Aurelian watched us quietly, hands folded, expression unreadable.

"You see now," he said at last, "why I wanted to speak with you directly."

I turned to him.

"You built a country," I said. "You stabilized it. Protected bio-marked individuals. Gave Saints authority."

"Yes."

"And you intend to do that everywhere."

"Yes."

"Even if it means tearing down governments."

He met my gaze evenly.

"Especially if it means that."

Seraphina flinched.

"Justice," she said softly, "don't push him."

He didn't look at her.

"Why?" I asked. "Why now?"

He gestured to the city below us.

"Because the world is already ruled," he said. "Just not by those strong enough to bear responsibility. Powerless people make decisions for the gifted, fear what they don't understand, and call it balance."

His eyes sharpened.

"I'm done asking permission to exist."

I let out a quiet breath.

"You misunderstand something," I said. "I don't disagree with your diagnosis."

That surprised him.

"But your solution is flawed."

His eyebrow rose slightly. "Explain."

"You think ruling together will fix it," I said. "You think Saints on thrones will prevent abuse."

I stepped closer, the air around us tightening—not hostile, just present.

"I've already seen how that ends."

Seraphina's gaze dropped.

Aurelian's voice hardened just a fraction. "And yet you came."

"Yes," I said. "Because I needed to know whether you've learned from that ending… or whether you're just repeating it with better planning."

Silence stretched.

Then he smiled again—slow, thoughtful.

"That," he said, "is exactly why I haven't moved yet."

I felt it then.

Not a trap.

An invitation.

"You're not here to stop me," he continued. "You're here to decide whether you'll stand beside me… or force me to prove that I can take the world without you."
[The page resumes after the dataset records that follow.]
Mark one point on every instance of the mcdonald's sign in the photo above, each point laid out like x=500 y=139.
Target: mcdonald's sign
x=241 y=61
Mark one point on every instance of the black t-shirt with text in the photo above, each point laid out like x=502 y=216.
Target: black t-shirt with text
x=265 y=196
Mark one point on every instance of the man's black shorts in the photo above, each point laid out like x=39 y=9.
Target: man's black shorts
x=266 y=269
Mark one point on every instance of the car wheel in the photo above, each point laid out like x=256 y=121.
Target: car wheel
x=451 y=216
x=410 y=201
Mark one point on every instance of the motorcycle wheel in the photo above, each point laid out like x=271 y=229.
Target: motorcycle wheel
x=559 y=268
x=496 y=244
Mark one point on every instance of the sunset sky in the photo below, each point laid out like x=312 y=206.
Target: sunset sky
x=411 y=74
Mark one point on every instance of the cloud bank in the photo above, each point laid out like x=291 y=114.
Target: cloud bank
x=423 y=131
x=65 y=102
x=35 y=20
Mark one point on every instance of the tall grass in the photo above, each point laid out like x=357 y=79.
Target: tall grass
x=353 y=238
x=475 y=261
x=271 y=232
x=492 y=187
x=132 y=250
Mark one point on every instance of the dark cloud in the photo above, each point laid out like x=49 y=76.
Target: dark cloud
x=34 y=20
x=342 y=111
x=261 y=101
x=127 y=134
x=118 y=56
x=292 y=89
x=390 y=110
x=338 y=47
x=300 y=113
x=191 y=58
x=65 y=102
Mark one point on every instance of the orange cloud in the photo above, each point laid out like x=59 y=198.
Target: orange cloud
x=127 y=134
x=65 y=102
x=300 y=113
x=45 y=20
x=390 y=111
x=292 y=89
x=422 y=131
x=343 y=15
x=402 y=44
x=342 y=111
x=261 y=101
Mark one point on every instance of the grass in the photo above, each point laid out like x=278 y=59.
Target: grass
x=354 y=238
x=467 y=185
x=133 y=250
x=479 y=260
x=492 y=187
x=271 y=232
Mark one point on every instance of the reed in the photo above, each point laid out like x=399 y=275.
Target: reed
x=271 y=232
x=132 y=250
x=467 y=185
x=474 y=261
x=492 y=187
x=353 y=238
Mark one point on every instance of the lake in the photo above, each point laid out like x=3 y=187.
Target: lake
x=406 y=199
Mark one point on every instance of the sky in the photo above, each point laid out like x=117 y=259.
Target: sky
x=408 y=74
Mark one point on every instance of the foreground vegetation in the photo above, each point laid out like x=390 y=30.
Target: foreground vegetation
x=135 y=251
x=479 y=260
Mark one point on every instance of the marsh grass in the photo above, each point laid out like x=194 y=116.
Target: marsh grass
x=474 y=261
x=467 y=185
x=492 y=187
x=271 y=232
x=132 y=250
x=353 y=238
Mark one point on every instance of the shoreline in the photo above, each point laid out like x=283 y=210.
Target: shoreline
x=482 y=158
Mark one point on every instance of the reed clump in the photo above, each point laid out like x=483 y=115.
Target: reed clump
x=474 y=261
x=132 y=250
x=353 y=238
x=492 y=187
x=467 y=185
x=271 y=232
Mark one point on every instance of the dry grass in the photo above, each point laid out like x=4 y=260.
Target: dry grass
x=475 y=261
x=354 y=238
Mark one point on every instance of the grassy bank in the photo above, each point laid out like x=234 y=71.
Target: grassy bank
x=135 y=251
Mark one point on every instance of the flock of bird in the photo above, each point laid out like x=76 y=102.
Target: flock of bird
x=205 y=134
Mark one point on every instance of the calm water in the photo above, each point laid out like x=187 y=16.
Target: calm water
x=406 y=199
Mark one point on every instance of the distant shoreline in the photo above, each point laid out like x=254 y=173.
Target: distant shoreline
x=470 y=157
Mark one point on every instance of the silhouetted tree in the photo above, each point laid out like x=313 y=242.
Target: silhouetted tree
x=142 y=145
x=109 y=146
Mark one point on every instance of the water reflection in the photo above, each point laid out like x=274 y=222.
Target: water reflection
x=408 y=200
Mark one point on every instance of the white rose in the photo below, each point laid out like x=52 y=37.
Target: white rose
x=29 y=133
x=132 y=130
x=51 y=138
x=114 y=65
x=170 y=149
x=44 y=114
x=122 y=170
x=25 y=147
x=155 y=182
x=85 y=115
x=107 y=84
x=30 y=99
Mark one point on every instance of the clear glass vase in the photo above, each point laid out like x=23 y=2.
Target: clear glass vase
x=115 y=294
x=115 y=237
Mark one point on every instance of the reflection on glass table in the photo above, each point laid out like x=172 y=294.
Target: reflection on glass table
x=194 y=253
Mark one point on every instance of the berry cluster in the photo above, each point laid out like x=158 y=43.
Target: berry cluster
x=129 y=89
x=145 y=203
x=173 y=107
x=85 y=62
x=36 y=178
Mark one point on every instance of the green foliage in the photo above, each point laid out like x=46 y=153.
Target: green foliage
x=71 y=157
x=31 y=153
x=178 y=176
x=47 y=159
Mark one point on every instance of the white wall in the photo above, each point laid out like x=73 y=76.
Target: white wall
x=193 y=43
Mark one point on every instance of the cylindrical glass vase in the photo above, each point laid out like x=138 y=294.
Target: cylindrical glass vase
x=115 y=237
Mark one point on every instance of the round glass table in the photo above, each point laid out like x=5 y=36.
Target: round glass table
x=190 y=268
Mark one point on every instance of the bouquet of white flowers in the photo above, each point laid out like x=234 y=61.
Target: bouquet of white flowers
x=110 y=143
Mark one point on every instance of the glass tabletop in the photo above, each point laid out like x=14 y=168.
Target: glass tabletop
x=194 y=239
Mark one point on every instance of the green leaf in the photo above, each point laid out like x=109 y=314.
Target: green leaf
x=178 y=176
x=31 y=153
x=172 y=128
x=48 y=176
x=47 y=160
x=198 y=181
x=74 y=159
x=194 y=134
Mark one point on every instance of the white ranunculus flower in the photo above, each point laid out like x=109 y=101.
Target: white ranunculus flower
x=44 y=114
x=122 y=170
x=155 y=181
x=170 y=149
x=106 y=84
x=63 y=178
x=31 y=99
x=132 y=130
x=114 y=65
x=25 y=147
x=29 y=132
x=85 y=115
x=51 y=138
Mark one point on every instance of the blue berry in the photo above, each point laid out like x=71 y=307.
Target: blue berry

Seraphina looked at me, pleading without words.

I thought of Lina.

Of my mother.

Of the government crossing lines they could never uncross.

"I don't stand with plans," I said quietly. "I stand with people."

Aurelian nodded.

"Then we're at an impasse."

I met his gaze, unblinking.

"No," I said. "We're at the beginning of a very dangerous conversation."

And for the first time since arriving—

Justice looked genuinely interested.